The Roman Gallery “shares the same gallery space as Greece and presents every aspect of life and death in the Roman Empire with a world class display”. That seems an extravagant claim for such a small exhibition space, depicting "every aspect of life" in the whole Empire in a single display would be difficult to achieve. (What's the actual dating evidence for that rather distinctive "third century" mosaic depicted, and where did it come from?). The Museum's creators claim that this gallery contains “many novel arrangements in museology” (sic). That is not true, there is nothing “novel” about the jumbled "cabinet of curiosities"/ Kunstkammer approach – it was applied by the earliest antiquaries such as Ole Worm and is applied in other media – such as (note the name) the arts (?) magazine “Cabinet” . The museum's website portrays the Mougins Museum of Classical Art as less an "encyclopaedic" museum than a private Kunstkammer put on display for the proles to gawp at and be impressed - so a bit like British museums' current movement away from being places of learning towards an emphasis on supplying easily digestible entertainment and especially as showcases of glittery treasures.
UPDATE 20th June 2011: Since this was written the museum has been opened and visitors can make their own mind up. The opening ceremony is pictured and involved speeches, fireworks and guys dressed as Spartacus involved in a mock gladiator fight. Note the naff entrance gate.
UPDATE2, 10th July 2011: Dorothy King with her name-dropping "collectors' friend" hat on considers the recently opened museum a "hot topic" and remarks that in her circle of acquaintances, "everyone I know that has seen the Museum has been enthusiastic about the project".
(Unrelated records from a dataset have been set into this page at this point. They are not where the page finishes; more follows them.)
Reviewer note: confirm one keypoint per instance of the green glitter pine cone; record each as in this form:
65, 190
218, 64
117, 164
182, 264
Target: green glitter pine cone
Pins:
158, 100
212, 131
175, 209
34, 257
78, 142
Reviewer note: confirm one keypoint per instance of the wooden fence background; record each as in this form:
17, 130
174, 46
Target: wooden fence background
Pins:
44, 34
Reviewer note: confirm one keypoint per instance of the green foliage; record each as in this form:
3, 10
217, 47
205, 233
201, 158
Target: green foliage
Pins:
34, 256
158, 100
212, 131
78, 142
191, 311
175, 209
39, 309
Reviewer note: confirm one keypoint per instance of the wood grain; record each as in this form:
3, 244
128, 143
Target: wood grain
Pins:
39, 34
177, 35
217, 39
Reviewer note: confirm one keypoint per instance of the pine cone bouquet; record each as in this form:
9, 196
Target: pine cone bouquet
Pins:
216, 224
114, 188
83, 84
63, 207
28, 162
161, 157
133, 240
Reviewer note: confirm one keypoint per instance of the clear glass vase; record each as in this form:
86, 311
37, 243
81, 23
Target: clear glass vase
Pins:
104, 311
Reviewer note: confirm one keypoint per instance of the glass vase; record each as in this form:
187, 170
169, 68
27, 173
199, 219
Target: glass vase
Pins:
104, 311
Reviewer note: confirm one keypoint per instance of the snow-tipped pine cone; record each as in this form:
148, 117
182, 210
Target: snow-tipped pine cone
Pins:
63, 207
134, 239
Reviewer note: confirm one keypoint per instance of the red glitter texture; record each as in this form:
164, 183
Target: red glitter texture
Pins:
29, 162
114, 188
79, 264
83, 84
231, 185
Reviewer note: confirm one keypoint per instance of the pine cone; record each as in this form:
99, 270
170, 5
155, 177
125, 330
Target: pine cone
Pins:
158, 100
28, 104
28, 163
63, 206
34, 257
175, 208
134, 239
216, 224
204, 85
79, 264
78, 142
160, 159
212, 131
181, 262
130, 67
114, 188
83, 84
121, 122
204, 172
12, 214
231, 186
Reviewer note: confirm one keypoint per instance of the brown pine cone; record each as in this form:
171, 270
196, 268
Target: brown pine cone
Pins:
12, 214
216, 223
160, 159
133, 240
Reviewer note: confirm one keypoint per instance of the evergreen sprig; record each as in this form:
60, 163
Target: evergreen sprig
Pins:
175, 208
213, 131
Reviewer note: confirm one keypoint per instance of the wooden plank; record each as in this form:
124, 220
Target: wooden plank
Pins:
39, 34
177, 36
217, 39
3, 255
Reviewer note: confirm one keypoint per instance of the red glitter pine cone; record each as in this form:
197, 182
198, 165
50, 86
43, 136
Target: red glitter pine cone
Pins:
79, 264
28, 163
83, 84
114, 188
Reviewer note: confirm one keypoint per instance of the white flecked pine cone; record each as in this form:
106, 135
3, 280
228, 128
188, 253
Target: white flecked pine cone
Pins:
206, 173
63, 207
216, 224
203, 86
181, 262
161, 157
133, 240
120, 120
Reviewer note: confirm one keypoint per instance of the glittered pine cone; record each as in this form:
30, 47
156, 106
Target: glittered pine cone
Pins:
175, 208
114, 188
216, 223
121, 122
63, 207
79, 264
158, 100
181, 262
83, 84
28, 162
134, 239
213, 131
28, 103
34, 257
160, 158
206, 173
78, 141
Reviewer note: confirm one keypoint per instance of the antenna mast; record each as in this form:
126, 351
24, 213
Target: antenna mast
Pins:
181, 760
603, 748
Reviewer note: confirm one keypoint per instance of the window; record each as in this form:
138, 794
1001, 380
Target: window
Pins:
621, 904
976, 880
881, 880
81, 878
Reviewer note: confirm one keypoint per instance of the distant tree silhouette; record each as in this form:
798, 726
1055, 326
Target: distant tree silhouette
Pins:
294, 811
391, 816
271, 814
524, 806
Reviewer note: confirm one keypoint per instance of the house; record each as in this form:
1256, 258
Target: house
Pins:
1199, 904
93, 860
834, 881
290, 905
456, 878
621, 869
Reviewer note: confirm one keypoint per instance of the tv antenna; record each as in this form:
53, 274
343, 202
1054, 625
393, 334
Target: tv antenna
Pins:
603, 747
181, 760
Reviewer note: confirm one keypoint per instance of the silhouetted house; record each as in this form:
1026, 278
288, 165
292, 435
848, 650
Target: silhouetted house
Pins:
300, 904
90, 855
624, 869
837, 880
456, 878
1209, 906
By placing the collection on display, Levett cannot be accused of hiding dodgy antiquities out of sight like a pimp hiding his whores for the benefit and abuse of his close friends. My understanding is that they have a strict policy of 20 to 25 years' provenance for lesser items and 40+ years' provenance for more important antiquities. I suspect that some of these provenances will in due course turn out to have been figments of the dealers' imagination, but other items have secure provenances going back to the 18th century[...] The Mougins Museum of Classical Art is a genuine attempt to create a kosher collection of antiquities with good collecting histories and to share those antiquities with the public. For that reason I feel we should fully support I[t].Well, if that is so, a good start would be making sure those secure provenances and collecting histories are given on the website to bring that point home to the public they want to encourage to visit. It is worth noting that this collecting policy is not mentioned at all on the website, suggesting that the website creators do not consider this as important as the naff video and "wotta-lotta-good-stuff-we've-got" aspects. So it is difficult to say how "kosher" any of this is. A collecting provenance of 25 years of course takes you back only to 1986, which is certainly no guarantee whatsoever that an item has not been illicitly obtained, is it?
[I'm a bit puzzled by the PhDivan comparison with a pimp and his girls, surely the evils of pimping are not related in any way to the size of the clientele].
Vignette: Elizabeth Taylor as Cleopatra by Eric Digger, you can buy your own on eBay and start your own classically-themed Kunstkammer.